Today I just have a short post about a new Iowa law designed to overrule an Iowa Supreme Court case that was decided on November 21, 2018. The case in question is Bluml v. Dee Jay’s, Inc. d/b/a Long John Silvers and Commerce & Industry Insurance Company. I wrote about the Bluml case back on November 21, 2018. You can see my entire article about the Bluml case here.

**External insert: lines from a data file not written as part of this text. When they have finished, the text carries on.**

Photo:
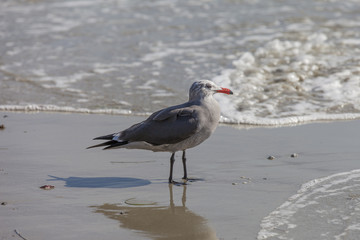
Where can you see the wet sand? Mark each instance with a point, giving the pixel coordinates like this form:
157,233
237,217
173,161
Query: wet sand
124,194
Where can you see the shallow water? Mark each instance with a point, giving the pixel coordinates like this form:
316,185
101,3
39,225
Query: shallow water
325,208
286,62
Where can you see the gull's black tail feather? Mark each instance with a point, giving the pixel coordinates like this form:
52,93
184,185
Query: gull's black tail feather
116,144
109,144
106,137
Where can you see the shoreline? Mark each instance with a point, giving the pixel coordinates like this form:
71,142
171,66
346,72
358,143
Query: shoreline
236,187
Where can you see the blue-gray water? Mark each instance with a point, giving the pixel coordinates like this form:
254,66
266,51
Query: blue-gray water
286,61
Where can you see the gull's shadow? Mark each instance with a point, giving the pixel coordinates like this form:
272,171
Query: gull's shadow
101,182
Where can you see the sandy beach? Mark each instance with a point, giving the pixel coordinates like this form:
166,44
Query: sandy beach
124,194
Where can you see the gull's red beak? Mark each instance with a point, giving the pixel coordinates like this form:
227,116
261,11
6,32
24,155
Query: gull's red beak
225,90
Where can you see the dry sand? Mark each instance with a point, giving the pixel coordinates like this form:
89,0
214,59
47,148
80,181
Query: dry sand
124,194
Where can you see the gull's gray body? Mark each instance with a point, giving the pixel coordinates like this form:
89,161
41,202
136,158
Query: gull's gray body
175,128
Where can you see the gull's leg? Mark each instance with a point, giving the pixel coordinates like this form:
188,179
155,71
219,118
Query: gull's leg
172,160
184,165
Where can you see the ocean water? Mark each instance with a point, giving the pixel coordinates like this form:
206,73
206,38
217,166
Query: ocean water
324,208
286,61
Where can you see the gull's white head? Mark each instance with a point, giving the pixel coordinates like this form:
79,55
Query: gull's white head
204,88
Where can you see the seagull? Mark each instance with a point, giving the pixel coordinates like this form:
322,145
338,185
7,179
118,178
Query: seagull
176,128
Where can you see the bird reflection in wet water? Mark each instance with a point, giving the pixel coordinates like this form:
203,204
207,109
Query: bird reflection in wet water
160,222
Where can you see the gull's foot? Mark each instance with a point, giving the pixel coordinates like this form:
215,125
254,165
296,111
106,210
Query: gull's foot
184,182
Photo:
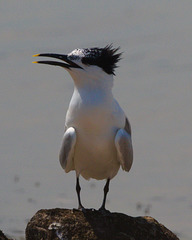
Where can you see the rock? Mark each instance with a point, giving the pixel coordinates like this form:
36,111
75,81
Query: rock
65,224
2,236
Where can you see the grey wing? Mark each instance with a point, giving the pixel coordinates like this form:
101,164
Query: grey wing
124,147
67,149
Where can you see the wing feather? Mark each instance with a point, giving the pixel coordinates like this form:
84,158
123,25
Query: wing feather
67,149
124,147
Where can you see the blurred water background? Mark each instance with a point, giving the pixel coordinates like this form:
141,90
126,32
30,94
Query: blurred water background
153,85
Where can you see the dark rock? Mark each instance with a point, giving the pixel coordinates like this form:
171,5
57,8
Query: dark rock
2,236
65,224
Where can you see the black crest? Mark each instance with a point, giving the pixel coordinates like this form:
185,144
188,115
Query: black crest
106,58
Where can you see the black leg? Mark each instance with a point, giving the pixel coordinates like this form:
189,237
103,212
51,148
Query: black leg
78,189
106,190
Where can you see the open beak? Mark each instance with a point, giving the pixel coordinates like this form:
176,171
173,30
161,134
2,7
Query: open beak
66,62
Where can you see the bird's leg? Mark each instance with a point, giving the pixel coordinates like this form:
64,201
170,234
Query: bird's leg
106,190
78,189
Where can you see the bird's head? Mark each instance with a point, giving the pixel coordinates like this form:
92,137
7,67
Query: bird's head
86,63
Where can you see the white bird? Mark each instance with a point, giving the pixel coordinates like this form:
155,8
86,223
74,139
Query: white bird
97,137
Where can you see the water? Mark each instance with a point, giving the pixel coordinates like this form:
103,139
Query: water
153,85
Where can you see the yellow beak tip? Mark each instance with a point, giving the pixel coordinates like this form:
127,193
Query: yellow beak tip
36,55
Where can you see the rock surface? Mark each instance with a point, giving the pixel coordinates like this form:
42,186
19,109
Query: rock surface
65,224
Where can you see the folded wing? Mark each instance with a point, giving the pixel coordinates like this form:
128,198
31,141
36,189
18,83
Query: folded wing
67,150
124,147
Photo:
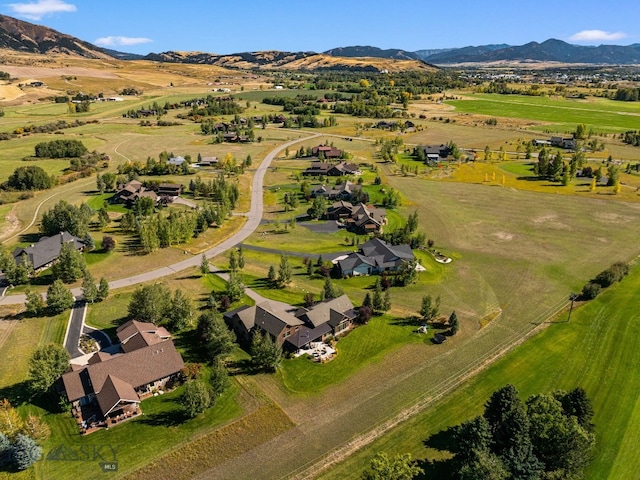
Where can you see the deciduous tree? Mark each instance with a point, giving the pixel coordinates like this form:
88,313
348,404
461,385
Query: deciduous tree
46,365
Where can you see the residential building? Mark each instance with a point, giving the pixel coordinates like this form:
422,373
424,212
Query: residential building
374,257
44,253
110,386
290,328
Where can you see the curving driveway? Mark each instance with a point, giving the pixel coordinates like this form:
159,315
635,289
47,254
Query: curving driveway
254,215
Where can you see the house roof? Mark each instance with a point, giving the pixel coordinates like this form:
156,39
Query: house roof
47,249
113,392
132,327
321,313
306,335
376,246
137,368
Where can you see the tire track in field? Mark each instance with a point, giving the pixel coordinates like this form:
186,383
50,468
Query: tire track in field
342,452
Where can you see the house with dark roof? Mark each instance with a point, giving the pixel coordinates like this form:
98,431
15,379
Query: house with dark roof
359,218
171,190
130,192
290,328
44,253
342,191
327,169
109,387
374,257
327,151
435,153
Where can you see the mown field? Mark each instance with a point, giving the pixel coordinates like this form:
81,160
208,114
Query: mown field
602,115
597,350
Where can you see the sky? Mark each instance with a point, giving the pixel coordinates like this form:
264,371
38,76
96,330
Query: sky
224,27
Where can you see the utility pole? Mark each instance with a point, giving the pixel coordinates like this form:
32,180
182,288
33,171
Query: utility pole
573,297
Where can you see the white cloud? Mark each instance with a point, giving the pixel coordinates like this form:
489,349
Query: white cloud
121,41
596,36
37,10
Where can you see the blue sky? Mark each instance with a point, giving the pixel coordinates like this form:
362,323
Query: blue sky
143,26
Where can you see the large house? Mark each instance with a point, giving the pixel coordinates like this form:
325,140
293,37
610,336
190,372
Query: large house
374,257
435,153
328,169
47,250
358,218
293,329
131,191
327,151
342,191
110,386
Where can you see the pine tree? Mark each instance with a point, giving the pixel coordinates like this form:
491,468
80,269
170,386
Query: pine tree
89,289
103,290
386,301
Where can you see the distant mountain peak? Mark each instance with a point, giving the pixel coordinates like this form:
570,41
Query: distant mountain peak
30,38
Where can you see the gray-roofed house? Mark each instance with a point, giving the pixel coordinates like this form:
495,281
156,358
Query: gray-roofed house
293,331
47,250
112,385
374,257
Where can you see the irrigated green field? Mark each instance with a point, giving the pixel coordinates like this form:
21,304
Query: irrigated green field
597,350
600,114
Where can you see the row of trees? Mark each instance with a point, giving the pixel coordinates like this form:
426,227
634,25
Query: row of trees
20,438
60,149
548,436
604,279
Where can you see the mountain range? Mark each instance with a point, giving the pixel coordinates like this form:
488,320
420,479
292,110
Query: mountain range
26,37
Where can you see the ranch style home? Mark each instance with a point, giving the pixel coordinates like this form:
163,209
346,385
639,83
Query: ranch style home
361,218
292,328
374,257
47,250
109,388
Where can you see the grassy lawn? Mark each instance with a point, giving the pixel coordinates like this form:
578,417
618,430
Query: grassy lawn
361,347
161,429
596,351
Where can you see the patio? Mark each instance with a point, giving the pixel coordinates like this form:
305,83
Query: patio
320,352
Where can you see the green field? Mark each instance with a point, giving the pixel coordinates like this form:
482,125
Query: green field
602,115
597,350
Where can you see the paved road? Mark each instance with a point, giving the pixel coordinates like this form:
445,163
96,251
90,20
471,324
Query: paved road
74,328
254,215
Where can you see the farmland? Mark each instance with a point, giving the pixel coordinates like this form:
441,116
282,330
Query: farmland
519,247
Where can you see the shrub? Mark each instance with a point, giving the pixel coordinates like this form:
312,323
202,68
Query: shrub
590,291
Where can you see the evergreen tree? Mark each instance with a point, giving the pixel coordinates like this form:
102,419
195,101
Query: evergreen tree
272,274
59,298
103,289
89,289
284,272
196,398
25,452
204,265
367,301
180,311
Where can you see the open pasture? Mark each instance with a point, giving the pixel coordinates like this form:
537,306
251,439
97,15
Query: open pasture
603,116
597,350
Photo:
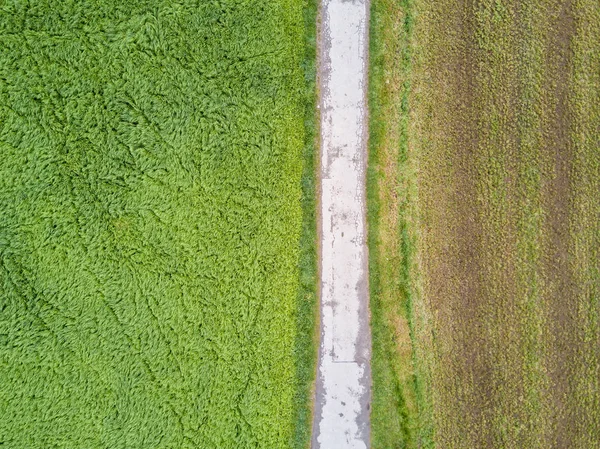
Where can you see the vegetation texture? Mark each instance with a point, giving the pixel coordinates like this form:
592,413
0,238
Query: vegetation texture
485,223
151,211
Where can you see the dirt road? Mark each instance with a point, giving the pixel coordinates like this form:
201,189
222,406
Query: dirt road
342,401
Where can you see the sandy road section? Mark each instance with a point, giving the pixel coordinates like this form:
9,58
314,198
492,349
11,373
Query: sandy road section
344,378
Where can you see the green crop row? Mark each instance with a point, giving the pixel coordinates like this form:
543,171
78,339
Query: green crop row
153,192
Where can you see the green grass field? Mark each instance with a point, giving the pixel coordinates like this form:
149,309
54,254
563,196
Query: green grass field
157,273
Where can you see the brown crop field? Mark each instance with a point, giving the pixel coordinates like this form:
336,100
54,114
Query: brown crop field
484,188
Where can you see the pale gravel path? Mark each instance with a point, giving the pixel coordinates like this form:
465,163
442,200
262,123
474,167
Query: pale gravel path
343,393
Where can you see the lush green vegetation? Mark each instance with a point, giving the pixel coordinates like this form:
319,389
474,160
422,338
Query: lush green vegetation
484,223
152,200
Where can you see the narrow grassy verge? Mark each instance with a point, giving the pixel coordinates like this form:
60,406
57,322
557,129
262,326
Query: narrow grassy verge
398,396
307,337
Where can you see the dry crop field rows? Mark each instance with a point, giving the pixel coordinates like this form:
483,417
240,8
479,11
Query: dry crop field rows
485,219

Part of my take-away from the Bluml case was that the Iowa Supreme Court helped sort out how different types of falls would be handled in Iowa workers’ compensation cases:

  1. Where an employee falls from an elevated position such as a ladder or scaffolding the injury will generally be compensable under Iowa Workers’ Compensation law.
  2. Where an employee falls while on stairs the injury will also generally be compensable under Iowa Workers’ Compensation law.
  3. Where the fall is because of an increased risk related to the job such as a slippery work surface the resulting injury will also generally be compensable as a work comp injury.
  4. Where an employee falls on a level surface because of a personal condition of the worker, then the worker will have the burden of proof to show that a condition of the employment increased the risk of injury. The most common situation where this fourth rule will apply is where a worker falls because of a personal health problem, but ends up being severely injured because the fall was on a hard surface such as a concrete floor.

Some members of the legislature were unhappy with the Bluml case and proposed a statute that would overrule the Bluml decision. There is an old saying that the two things you never want to see made are sausage and laws. I did work in a meat processing plant one summer. I did not personally think sausage production was disturbing, but I can see where some people would not want to watch. Laura Belin wrote a good article about the debates behind the new law which can be found here.

On April 23, 2019 Governor Kim Reynolds approved the anti-Bluml law which will become Iowa Code Section 85.61(7)(c) and which will provide:

“Personal injuries due to idiopathic or unexplained falls from a level surface onto the same level surface do not arise out of and in the course of employment and are not compensable under this chapter.”

The purpose of the new law appears to be to eliminate a worker’s ability to bring a workers’ compensation case where the worker falls because of a personal health problem, but ends up being severely injured because the fall was onto a hard surface such as a concrete floor.

This new law concerning falls will probably apply to injuries that occur after July 1, 2019. However, the effective date of the statute is not yet clear.

I expect there might be some litigation over the meaning of the new Iowa Code Section 85.61(7)(c). I think that the word “idiopathic” in the definition is intended to refer to a personal health problem. However, idiopathic actually means that there is no identifiable cause for a health problem.